Peace Begins At Home

Creating Zones of Peace
within homes, schools, and ourselves

One of the articles in Creating A Future We Can Live With (IC#40)
Originally published in Spring 1995 on page 9
Copyright (c)1995, 1997 by Context Institute

Young people the world over witness terrifying incidents of violence. Recently some youth and those who work with them have begun developing an antidote to this growing epidemic by creating Zones of Peace, model sanctuaries within their homes, schools, places of worship and within themselves.

The youth – Indian, Tibetan, and American – come from vastly different cultures. Yet they have all been inspired by the vision of peace put forth by Ivanka Vana Jakic and the Seattle-based Zones of Peace International Foundation (ZOPIF).

"Real peace has a sacred character," says Vana. "When people desperately yearn for peace, their way of thinking begins to change.

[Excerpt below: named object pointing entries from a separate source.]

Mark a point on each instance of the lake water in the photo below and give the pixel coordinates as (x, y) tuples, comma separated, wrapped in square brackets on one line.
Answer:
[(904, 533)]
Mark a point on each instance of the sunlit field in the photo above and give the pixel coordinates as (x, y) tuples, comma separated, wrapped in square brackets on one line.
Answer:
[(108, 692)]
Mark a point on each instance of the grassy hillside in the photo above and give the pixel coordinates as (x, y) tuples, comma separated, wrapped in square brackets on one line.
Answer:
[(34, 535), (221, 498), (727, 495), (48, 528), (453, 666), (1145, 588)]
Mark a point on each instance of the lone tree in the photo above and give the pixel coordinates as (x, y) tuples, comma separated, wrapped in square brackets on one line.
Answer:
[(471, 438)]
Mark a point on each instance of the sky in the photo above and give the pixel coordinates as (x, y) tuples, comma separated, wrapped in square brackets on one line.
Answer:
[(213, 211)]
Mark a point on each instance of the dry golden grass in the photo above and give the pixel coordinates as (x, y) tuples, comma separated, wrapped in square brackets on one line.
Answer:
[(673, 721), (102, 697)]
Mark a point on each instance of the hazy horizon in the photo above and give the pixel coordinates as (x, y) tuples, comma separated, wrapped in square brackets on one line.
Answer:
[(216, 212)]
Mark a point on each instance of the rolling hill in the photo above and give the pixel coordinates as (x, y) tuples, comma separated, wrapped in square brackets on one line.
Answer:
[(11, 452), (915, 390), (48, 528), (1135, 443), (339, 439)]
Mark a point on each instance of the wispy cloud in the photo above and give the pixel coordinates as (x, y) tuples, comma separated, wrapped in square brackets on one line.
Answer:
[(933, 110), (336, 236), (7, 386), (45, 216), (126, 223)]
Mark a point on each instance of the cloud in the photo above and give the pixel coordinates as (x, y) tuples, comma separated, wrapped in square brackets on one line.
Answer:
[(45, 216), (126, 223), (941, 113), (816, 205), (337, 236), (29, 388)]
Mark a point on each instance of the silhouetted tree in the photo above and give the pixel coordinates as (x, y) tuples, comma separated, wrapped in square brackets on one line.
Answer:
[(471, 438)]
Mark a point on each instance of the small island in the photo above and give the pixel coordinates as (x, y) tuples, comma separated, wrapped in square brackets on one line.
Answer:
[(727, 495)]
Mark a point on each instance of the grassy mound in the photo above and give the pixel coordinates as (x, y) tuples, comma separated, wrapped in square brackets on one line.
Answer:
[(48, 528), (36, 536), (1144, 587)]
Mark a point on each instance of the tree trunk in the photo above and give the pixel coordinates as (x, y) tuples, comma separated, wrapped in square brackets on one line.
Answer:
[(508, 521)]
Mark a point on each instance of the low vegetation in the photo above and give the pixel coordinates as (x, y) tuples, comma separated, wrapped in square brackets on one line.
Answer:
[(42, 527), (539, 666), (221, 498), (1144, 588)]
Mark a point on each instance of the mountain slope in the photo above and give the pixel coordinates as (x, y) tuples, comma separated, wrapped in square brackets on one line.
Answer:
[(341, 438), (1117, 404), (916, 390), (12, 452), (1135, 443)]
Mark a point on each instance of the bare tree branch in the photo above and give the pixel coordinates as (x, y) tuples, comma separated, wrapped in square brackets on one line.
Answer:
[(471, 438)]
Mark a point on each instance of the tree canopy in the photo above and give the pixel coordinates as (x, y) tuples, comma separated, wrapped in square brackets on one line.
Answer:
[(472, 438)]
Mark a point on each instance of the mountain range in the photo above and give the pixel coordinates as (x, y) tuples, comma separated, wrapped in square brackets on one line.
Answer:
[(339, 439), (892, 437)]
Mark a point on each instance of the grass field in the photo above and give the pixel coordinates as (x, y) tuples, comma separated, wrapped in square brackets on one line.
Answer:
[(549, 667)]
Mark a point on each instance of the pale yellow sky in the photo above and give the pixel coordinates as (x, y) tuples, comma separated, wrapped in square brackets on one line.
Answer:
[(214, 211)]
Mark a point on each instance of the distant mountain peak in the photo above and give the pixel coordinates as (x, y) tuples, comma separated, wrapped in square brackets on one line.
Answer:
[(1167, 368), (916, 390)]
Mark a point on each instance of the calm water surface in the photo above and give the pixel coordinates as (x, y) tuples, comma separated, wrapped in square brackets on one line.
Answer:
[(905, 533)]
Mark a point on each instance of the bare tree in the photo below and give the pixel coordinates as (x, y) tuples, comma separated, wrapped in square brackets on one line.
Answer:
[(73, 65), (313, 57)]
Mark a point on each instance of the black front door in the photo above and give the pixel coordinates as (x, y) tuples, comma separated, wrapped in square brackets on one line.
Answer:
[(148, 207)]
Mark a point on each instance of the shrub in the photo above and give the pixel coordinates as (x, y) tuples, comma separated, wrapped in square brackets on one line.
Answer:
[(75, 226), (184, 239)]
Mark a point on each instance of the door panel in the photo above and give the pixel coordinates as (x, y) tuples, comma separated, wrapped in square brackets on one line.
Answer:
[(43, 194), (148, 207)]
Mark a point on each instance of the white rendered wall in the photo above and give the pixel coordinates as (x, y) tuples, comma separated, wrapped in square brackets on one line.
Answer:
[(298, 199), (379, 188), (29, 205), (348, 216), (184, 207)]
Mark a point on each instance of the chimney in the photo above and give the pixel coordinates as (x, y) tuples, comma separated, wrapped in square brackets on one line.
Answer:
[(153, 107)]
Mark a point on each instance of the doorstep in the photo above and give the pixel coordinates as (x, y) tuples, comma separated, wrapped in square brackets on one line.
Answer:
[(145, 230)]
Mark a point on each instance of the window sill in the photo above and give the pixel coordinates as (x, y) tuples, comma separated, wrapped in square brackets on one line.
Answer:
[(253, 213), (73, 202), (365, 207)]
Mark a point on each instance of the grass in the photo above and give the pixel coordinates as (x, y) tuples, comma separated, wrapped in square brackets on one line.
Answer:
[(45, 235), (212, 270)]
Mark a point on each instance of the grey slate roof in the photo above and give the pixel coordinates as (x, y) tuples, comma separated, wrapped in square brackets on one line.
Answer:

Only then does peace begin to re-enter their lives."

Finding Sanctuary

The Zones of Peace effort began in 1989 as an initiative to recognize and protect the world’s sacred sites and cultural monuments from militarization and desecration. (see IC #34). Since then, the Zones of Peace concept has grown to address the needs of diverse communities.

In India, for instance, the faculty of the Tibetan Children’s Village in Dharamsala declared their village temple as a Zone of Peace; they plan to expand the Zone to encompass the entire school and eventually surrounding villages.

Similarly, instructors and trainees at the Manava Bharati Nursery Teacher’s Training Institute in New Delhi have declared their assembly hall as a ‘room of peace’ in affirmation of India’s cultural heritage of nonviolence.

Creating Peace

Those who want to create a zone of peace select the site(s) and define a code of conduct in accordance with ZOPIF’s general principles and requirements. The code typically prohibits all forms of violence, abusive language, and inconsiderate conduct within the zone. Through training in non-violent conflict resolution, members then assume responsibility for maintaining the code.

The idea has also taken root in North America, where violence and emotional abuse are undermining young people’s lives. In Auburn, just outside Seattle, the First United Methodist Youth Fellowship’s director, Susan Voorhies, invited Vana to introduce the Zones of Peace concept to fellowship members.

"The opportunity to find peace within themselves and to declare a room or a part of their home as a Zone of Peace was very appealing to them," says Voorhies. "It was the starting point to finding peace within their homes."

Huggable Kids

"At the beginning we were sarcastic and put each other down," says Kanndi House, age 18. "Now we are a lot more friendly."

"We are building peace inside of us, spreading it out, and sharing it with everyone else outside of the church and our families," says Julie Smith, a tenth grader. "Now others ask us why we are so huggable and caring."

Native Americans, too, are actively exploring ways of using Zones of Peace to preserve their community’s peace, dignity, and integrity. The American Indian Heritage Public School in Seattle is already a drug-free zone with an established nonviolent conflict resolution curriculum, says Director Bob Eaglestaff. The school is also exploring Zone of Peace status.

"We can all benefit from embracing the concept of peace," says Sue Voorhies, "beginning on an individual level and then rippling out to others until the whole surface of our planet will be blanketed in peace."